When Elise Maxwell peed on a stick one gray Friday morning in December, she wasn’t sure what outcome she was praying for. They both seemed equally terrible.
One of them might have a teeny-tiny bit of wonderful mixed in with all that terrible, though.
Maybe. Possibly.
Super teeny-tiny.
But she refused to think about that. There was no way. It was impossible. If anything, she was in freakishly early menopause, her poor beleaguered reproductive system deciding to just hang it up early.
And even if it was, by some bizarre miracle, possible, it was still impossible. Her entire life—her lovely, hard-earned, self-made life that she loved—was based on not having kids.
Dang. She was going to throw up—and who even knew why? Morning sickness or the imminent and terrifying end of life as she knew it? Potato-potahto.
She reached for the stupid test to put herself out of her misery.

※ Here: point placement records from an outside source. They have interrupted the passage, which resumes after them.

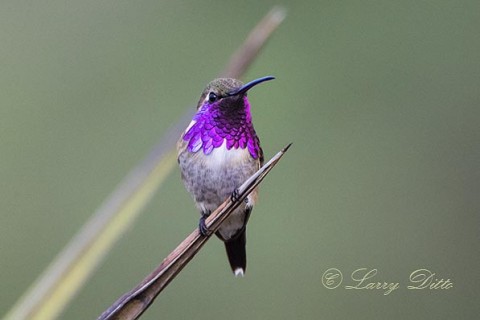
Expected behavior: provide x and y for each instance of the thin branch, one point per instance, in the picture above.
(53, 290)
(134, 303)
(255, 41)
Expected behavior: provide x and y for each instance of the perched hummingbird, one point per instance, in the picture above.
(218, 151)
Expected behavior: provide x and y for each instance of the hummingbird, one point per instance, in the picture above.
(217, 152)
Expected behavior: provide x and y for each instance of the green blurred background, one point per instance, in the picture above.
(381, 100)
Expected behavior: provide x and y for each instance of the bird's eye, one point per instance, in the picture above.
(212, 97)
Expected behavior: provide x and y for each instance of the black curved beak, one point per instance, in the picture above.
(249, 85)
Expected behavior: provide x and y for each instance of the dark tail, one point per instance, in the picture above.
(236, 253)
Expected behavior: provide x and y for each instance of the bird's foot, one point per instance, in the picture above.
(202, 227)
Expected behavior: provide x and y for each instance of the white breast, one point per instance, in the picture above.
(222, 156)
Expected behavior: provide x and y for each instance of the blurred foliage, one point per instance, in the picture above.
(380, 99)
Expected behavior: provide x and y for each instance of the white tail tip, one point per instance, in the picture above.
(239, 272)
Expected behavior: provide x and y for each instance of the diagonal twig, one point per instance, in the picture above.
(134, 303)
(52, 291)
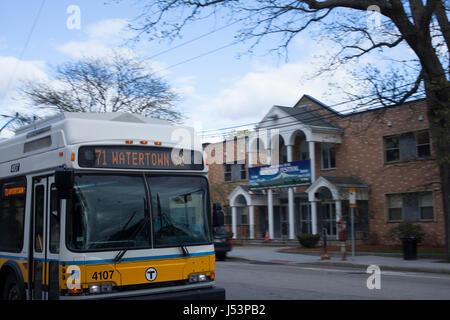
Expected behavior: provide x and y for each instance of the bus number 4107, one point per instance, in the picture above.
(103, 275)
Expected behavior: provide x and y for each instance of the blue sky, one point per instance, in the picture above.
(218, 90)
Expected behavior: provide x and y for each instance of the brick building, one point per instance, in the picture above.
(385, 154)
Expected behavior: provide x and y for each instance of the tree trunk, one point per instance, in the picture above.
(438, 102)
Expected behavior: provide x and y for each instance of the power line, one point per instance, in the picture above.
(199, 56)
(194, 39)
(354, 109)
(286, 124)
(210, 133)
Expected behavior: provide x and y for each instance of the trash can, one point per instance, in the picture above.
(409, 248)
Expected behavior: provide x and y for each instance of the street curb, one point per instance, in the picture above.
(363, 253)
(350, 265)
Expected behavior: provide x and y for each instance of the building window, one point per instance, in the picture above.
(234, 172)
(227, 172)
(306, 221)
(227, 215)
(416, 206)
(407, 146)
(328, 155)
(329, 218)
(426, 206)
(304, 150)
(395, 207)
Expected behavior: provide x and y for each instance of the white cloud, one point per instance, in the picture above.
(14, 71)
(249, 98)
(103, 38)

“Not yet!” Elise’s phone was propped up on the vanity in the bathroom so her best friend, Gia, could watch the proceedings from Milan. Gia was in a bathroom, too, a tiny, dingy one, but at least it was private. She was wearing a robe, her full face of makeup featured weird glued-on purple rhinestone eyebrows, and her hair was half up in an elaborate updo. “It’s too soon! The directions said it would take a minimum of three minutes. There’s no point in doing this incorrectly. You want to be confident in the results, whatever they are. So don’t sabotage them.”
“But—”
“Elise! Do not get sloppy now! Leverage some of those perfectionist tendencies you’re so famous for, for God’s sake!”
Right. Okay. But what was she going to do for the next—she toggled over from Gia on FaceTime to check the alarm she’d set—two minutes and seven seconds?
“I just need a minute!” It was Gia, calling to someone outside her door in Milan.
Gia was working, and Elise couldn’t expect to monopolize her indefinitely. “If you need to go—”
“Are you fucking kidding me? I don’t need to go.” An insistent knock on her door suggested otherwise, but Gia just rolled her eyes and shouted, “Hold your damn horses!”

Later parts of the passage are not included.